I get the following Error:

Fail to execute line 3: import pandas as pd
Traceback (most recent call last):
  File "/tmp/1636039066525-0/zeppelin_python.py", line 153, in <module>
    exec(code, _zcUserQueryNameSpace)
  File "<stdin>", line 3, in <module>
ModuleNotFoundError: No module named 'pandas'

I tried to see what my Python path looks like and here it is:

%sh
python --version
python3-config --configdir

This gives me the following:

Python 3.7.0b3
/usr/lib/python3.8/config-3.8-x86_64-linux-gnu

I'm using Zeppelin 0.10.0.

EDIT:

I tried the following:

joesan@joesan-InfinityBook-S-14-v5:~/Projects/Private/ml-projects/ml-data-preparation-sandbox$ zstart
Please specify HADOOP_CONF_DIR if USE_HADOOP is true
Zeppelin start                                             [  OK  ]
joesan@joesan-InfinityBook-S-14-v5:~/Projects/Private/ml-projects/ml-data-preparation-sandbox$ python
Python 3.7.0b3 (default, Mar 30 2018, 04:35:22) 
[GCC 7.3.0] on linux
Type "help", "copyright", "credits" or "license" for more information.
>>> import pandas as pd
Traceback (most recent call last):
  File "<stdin>", line 1, in <module>
ModuleNotFoundError: No module named 'pandas'
>>> 

Pandas seems to be already installed:

joesan@joesan-InfinityBook-S-14-v5:~/Projects/Private/ml-projects/ml-data-preparation-sandbox$ pip3 install pandas
Defaulting to user installation because normal site-packages is not writeable
Requirement already satisfied: pandas in /usr/local/lib/python3.8/dist-packages (1.3.4)
Requirement already satisfied: python-dateutil>=2.7.3 in /usr/lib/python3/dist-packages (from pandas) (2.7.3)
Requirement already satisfied: numpy>=1.17.3 in /usr/lib/python3/dist-packages (from pandas) (1.17.4)
Requirement already satisfied: pytz>=2017.3 in /usr/lib/python3/dist-packages (from pandas) (2019.3)
WARNING: You are using pip version 21.2.4; however, version 21.3.1 is available.
You should consider upgrading via the '/usr/bin/python3 -m pip install --upgrade pip' command.
joesan@joesan-InfinityBook-S-14-v5:~/Projects/Private/ml-projects/ml-data-preparation-sandbox$ 

I have even set the python interpreter in Zeppelin as below:

enter image description here


Solution

  • Looks like Python interpreter used by Zeppelin doesn't configured properly. You may have several different Pythons installed and You think about one but Zeppelin uses other. You have to check parameter zeppelin.python. Then is needed to check if in this Python pandas library is installed (I think no).

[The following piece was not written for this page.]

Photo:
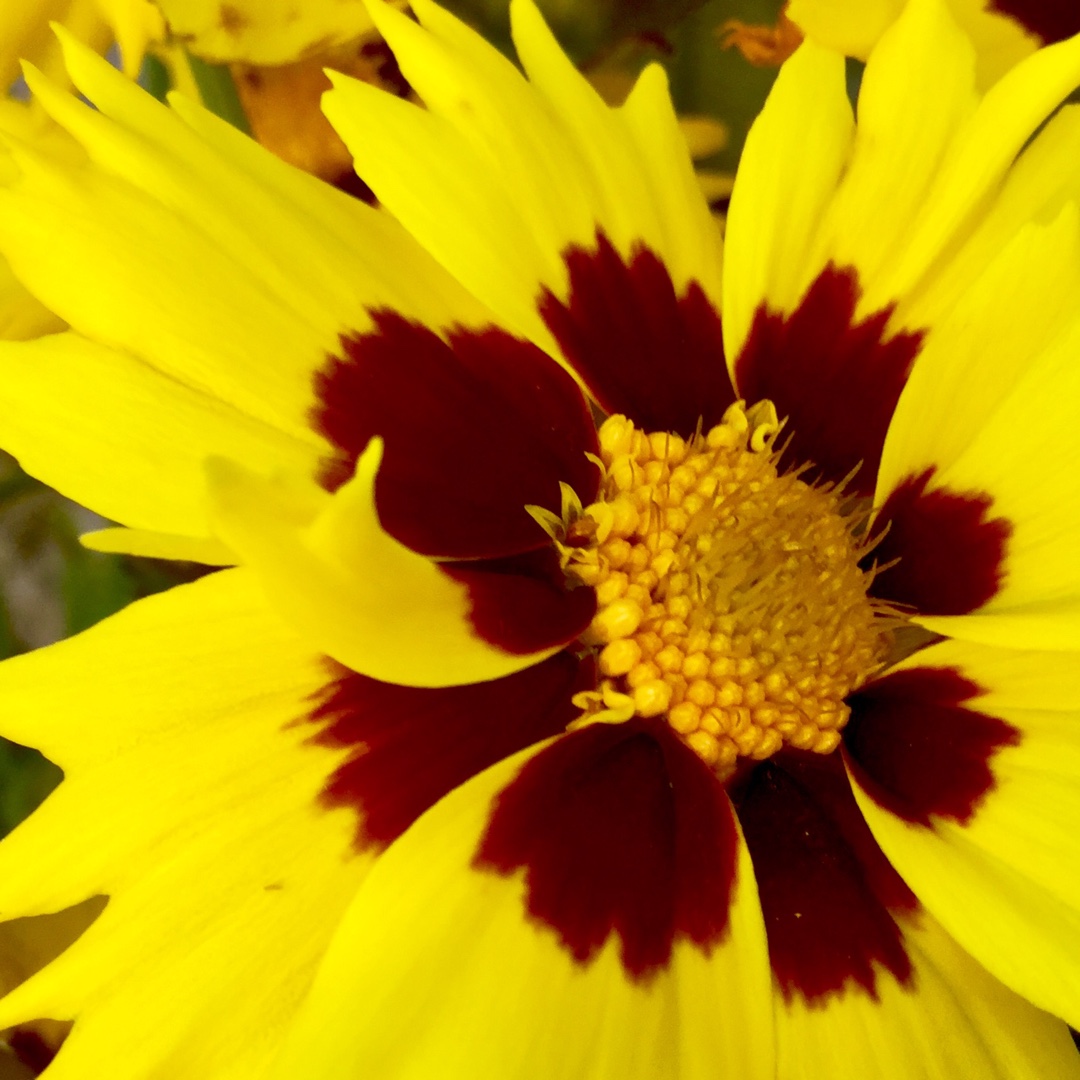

    This parameter specifies "Path of the already installed Python binary. If python is not in your $PATH you can set the absolute directory (example : /usr/bin/python)"

    By default, Zeppelin will use Python defined in zeppelin.python property to run Python process. The interpreter can use all modules already installed (with pip, easy_install...)

    Than need to install pandas for interpreter used by Zeppelin.

    Or specify in this parameter path to Python interpreter where pandas is already installed.